Follow @Openwall on Twitter for new release announcements and other news
[<prev] [next>] [thread-next>] [day] [month] [year] [list]
Message-ID: <Z4K0xWcQ6tP30CZc@beigestar>
Date: Sat, 11 Jan 2025 18:13:25 +0000
From: Gavin Smith <gavinsmith0123@...il.com>
To: musl@...ts.openwall.com
Subject: gettext LC_MESSAGES differences from other libc

(Please CC me in any replies as I am not subscribed to the list.)

As you know, the gettext function in musl does not behave exactly like
the function in glibc and some other libc implementations.  Specifically,
it does not obey the LANGUAGE variable which can be used to specify that
translated strings should be in a certain language.

In 2014, you discussed the rationale for not supporting LANGUAGE.  There
were issues with threads and caching:

Rich Felker, Thu, 31 Jul 2014, "How should $LANGUAGE work in our gettext?"
https://www.openwall.com/lists/musl/2014/07/31/2

Recently in the Texinfo project, we found this incompatibility with musl
for translations of strings to be placed in output files.  The gettext
API (neither musl or glibc/other) is not a perfect match for Texinfo
needs as much assumes that the target language is that of the user, of
the person sitting in front of the computer, whereas the appropriate
translation language is that of the input document.  For example, somebody
could be generating documentation in Italian to be posted to a website,
while they don't speak Italian themselves and do not have an Italian
locale installed.

The only way we can support this with glibc is to set LC_MESSAGES and/or
LC_ALL to a locale that is not "C" or "POSIX", and then to set the LANGUAGE
variable for the actual target language.  This is a nuisance, as sometimes
it is a struggle to actually find such a locale.  The assumption when this
API was designed was that a user with only a "C" locale does not need
translations, but this is false when they are generating them for somebody
else.  libc appears to offer no way just to open an arbitrary .mo file (the
file with the translated strings in it) to get the translations, forcing
you to go through the locale system.

musl supports setting LC_MESSAGES to an arbitrary value that is not
a locale, so can access arbitrary translation files in a different way.
However, we didn't think it was worth having a special case in the code
just for musl:
https://lists.gnu.org/archive/html/bug-texinfo/2024-12/msg00035.html

You also discussed this changing how LC_MESSAGES worked in a post in
2017, but as far as I am aware nothing came of it:

Rich Felker, Wed, 8 Nov 2017, "Re: setlocale behavior with 'missing' locales"

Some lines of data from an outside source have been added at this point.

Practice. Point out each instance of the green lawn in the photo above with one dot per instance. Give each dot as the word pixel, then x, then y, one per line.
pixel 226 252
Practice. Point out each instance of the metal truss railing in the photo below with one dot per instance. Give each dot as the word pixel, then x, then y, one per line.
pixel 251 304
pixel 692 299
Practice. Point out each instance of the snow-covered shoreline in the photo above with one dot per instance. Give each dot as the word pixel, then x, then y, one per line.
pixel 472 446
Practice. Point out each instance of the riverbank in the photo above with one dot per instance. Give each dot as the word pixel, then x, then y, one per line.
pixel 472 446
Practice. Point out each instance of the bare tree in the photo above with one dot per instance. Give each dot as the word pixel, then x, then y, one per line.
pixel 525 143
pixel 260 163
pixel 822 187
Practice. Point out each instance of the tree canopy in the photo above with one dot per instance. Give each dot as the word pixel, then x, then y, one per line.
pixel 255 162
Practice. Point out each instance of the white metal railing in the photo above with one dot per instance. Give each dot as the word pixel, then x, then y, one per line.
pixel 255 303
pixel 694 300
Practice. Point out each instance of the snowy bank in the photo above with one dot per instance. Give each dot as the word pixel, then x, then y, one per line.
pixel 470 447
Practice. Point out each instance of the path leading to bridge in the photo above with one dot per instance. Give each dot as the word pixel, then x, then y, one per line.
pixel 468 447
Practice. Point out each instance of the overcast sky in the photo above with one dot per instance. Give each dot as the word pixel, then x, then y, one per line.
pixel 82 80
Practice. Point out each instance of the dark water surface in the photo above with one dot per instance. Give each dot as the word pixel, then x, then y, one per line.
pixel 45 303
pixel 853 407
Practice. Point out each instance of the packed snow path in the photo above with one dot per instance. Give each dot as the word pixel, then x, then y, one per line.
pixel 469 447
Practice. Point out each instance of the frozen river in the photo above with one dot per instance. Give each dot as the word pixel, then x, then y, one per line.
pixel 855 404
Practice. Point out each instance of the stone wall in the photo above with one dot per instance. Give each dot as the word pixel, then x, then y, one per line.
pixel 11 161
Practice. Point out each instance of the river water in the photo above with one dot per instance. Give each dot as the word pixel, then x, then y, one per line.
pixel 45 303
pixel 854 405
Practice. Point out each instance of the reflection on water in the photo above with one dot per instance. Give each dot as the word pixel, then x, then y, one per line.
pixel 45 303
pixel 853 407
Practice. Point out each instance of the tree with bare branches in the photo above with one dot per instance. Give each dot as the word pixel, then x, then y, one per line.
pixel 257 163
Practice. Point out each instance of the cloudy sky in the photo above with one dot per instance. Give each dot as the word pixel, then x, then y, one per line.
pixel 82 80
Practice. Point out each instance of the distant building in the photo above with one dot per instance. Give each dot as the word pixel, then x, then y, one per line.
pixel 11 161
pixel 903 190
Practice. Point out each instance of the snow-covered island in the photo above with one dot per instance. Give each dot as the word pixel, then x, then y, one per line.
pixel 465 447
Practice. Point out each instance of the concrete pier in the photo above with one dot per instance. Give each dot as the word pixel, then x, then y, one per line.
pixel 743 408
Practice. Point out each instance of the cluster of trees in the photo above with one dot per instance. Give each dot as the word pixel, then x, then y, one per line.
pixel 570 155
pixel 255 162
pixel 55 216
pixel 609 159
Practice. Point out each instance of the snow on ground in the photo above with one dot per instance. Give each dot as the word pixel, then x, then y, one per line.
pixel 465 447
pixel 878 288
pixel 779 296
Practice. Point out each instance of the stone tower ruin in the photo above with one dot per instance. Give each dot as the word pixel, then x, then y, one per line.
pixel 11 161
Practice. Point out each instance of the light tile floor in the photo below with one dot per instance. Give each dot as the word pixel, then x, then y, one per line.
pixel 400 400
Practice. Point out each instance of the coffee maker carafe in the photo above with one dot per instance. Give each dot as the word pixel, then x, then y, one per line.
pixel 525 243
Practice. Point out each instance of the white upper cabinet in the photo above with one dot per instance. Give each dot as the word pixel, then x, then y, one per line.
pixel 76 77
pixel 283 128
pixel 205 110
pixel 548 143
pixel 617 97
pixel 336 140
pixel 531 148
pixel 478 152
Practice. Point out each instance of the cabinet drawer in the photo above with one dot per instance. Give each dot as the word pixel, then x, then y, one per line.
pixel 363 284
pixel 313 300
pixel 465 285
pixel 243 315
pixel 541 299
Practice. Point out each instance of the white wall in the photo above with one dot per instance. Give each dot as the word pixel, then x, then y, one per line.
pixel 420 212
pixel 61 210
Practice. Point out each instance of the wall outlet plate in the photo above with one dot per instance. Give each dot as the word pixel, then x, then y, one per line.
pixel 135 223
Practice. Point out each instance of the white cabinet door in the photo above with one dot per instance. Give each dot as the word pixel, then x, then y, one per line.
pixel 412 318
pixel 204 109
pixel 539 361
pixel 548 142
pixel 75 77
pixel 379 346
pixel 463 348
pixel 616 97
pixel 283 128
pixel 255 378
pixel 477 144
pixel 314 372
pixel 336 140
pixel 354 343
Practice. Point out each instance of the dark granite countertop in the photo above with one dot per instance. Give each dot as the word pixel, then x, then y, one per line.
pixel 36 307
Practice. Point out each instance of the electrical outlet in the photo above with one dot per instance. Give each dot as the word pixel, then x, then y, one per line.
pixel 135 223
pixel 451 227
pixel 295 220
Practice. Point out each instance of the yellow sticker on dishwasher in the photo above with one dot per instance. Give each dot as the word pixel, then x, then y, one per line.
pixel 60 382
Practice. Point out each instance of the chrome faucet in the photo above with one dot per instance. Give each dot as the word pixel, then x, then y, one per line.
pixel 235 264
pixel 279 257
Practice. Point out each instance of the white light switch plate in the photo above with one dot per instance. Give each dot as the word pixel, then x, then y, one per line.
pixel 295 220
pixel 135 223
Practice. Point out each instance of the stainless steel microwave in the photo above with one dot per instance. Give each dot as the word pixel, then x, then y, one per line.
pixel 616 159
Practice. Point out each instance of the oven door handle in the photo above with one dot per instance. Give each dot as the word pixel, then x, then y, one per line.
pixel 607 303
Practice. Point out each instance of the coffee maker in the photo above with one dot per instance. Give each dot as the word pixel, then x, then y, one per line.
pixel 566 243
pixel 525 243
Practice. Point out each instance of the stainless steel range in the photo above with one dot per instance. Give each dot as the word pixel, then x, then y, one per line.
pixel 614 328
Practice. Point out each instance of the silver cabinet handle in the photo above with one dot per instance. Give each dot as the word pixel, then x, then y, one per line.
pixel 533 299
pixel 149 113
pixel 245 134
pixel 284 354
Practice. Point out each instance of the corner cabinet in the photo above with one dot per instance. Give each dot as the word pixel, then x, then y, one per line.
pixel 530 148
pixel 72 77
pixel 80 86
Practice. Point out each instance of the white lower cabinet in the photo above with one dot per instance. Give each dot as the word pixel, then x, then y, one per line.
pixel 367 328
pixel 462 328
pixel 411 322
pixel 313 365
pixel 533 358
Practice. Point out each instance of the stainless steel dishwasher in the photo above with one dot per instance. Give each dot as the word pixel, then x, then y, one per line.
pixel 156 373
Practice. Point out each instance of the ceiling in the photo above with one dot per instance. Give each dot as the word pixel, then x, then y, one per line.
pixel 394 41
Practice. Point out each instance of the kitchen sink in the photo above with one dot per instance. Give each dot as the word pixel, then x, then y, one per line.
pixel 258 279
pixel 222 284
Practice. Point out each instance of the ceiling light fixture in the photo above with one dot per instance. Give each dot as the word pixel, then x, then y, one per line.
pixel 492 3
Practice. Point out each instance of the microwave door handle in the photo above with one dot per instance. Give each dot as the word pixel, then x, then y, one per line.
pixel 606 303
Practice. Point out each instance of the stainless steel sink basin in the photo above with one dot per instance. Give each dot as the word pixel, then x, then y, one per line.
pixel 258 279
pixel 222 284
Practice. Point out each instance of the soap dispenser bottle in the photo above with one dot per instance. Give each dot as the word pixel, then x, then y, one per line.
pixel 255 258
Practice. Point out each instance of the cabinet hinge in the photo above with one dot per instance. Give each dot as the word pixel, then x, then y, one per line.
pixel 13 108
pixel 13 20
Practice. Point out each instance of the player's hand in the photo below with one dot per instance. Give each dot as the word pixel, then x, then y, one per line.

  One notable issue is that, right now, we rely on being able to set
  LC_MESSAGES to an arbitrary name even if there's no libc locale
  definition for it; this is because gettext() relies on the name of the
  current LC_MESSAGES locale to find (application-specific) translation
  files that might exist even without a libc translation. I'm not sure
  how we would best keep this working under changes similar to the
  above.
https://www.openwall.com/lists/musl/2017/11/08/2

Could there be a possiblity of a new extension to the getttext API that
works with musl, glibc and other libc implementations, that could be used
for arbitrary languages, not just those with installed locales?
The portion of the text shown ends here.